The case for tech sovereignty in 2026
The political ground for the package has been prepared by a series of high-profile incidents and policy developments. The geopolitical tension around Mythos and other advanced artificial-intelligence systems has reopened the debate about Europe’s exposure to non-European foundation models and the cloud capacity required to train and run them. The Iran war and the related supply-chain disruptions have reinforced the broader sense that European resilience depends on industrial capacity within the Union, not on assured access to overseas suppliers. And the persistent gap between Europe’s share of global semiconductor demand and its share of production — the original justification for the 2023 Chips Act — has not closed despite the substantial public investment already committed.
What the Cloud and AI Development Act is expected to contain
The Cloud and AI Development Act is structured around three policy objectives. First, the expansion of European cloud capacity through targeted investment incentives, certification frameworks and procurement-side measures. Second, support for the development of AI capacity within Europe — covering compute infrastructure, model development, data spaces and the regulatory environment for AI in critical sectors. Third, a coordinated approach to AI cybersecurity, integrating the implementation of the NIS2 directive with new requirements specific to frontier AI systems.
The Act is also expected to introduce a “Europe-first” framework for public procurement of cloud services, building on the EUCS certification scheme. The level of preference for European providers — and the precise definition of what counts as a European provider — has been the most contested issue in the Commission’s internal deliberations, with industry split between those calling for strict criteria and those warning that an overly restrictive approach will lock the European market into incumbents that cannot match the scale of US hyperscalers.
The Chips Act 2
The Chips Act 2 is intended as the successor to the 2023 Chips Act, whose target of doubling Europe’s share of global semiconductor production to 20 percent by 2030 has been widely judged as unlikely to be met on current trajectories. The new instrument will focus on three areas: equipment and materials, where Europe retains a competitive position through ASML and a number of specialised players; advanced-node manufacturing capacity, where the gap with Asia and the United States is starkest; and the broader semiconductor talent and research pipeline, including the role of the IPCEIs (Important Projects of Common European Interest) and the European Chips Joint Undertaking.

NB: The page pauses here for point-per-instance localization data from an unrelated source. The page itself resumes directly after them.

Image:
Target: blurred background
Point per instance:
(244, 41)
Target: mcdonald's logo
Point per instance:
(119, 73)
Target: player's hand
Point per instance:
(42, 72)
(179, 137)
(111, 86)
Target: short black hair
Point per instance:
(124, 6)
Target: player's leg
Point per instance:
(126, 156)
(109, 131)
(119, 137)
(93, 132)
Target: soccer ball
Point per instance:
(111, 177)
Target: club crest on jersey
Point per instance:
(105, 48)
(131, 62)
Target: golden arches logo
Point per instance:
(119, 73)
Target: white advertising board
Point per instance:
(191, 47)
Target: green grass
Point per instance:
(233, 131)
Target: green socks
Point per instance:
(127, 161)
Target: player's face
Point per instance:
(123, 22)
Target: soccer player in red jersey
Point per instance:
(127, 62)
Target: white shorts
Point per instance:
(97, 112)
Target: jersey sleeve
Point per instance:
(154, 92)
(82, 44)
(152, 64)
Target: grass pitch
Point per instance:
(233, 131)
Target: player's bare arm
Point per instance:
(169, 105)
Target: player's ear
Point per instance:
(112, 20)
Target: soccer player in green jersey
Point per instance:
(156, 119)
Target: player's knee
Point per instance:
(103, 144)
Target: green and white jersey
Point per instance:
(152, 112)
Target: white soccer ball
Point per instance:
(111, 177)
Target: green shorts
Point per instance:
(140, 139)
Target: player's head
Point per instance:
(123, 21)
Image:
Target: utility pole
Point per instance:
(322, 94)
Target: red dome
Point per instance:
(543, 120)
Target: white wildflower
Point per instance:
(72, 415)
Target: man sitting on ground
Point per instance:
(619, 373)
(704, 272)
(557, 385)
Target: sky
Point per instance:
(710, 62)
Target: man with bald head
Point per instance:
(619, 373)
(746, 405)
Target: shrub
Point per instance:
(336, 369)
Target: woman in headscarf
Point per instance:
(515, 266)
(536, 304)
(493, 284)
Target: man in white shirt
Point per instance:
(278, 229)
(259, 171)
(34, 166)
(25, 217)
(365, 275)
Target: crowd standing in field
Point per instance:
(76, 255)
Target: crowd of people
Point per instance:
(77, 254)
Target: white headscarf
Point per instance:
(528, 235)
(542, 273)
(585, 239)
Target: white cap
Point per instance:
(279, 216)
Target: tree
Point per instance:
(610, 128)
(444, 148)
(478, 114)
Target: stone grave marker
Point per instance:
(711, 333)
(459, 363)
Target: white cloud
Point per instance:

The Commission has signalled that the Chips Act 2 will not seek to revise the 20 percent production-share target — politically too sensitive to weaken — but will focus on the measures required to make the target more attainable. Industry expects, in particular, increased state-aid flexibility for advanced packaging facilities and new partnerships with non-EU producers, including potentially with Japan, South Korea and Taiwan.
The institutional path forward
Following the Commission’s adoption on 27 May, the proposals will enter the ordinary legislative procedure. The European Parliament’s Committee on Industry, Research and Energy (ITRE) is expected to lead on both files, with rapporteurs to be appointed in the weeks that follow. Member States will examine the proposals through the Council’s Competitiveness configuration. The political environment — with Parliament’s vocal support for stronger European tech autonomy through the Renew, EPP and S&D groups, and with Member States divided on the appropriate balance between sovereignty and openness — suggests a difficult but not impossible negotiation through the autumn and into 2027.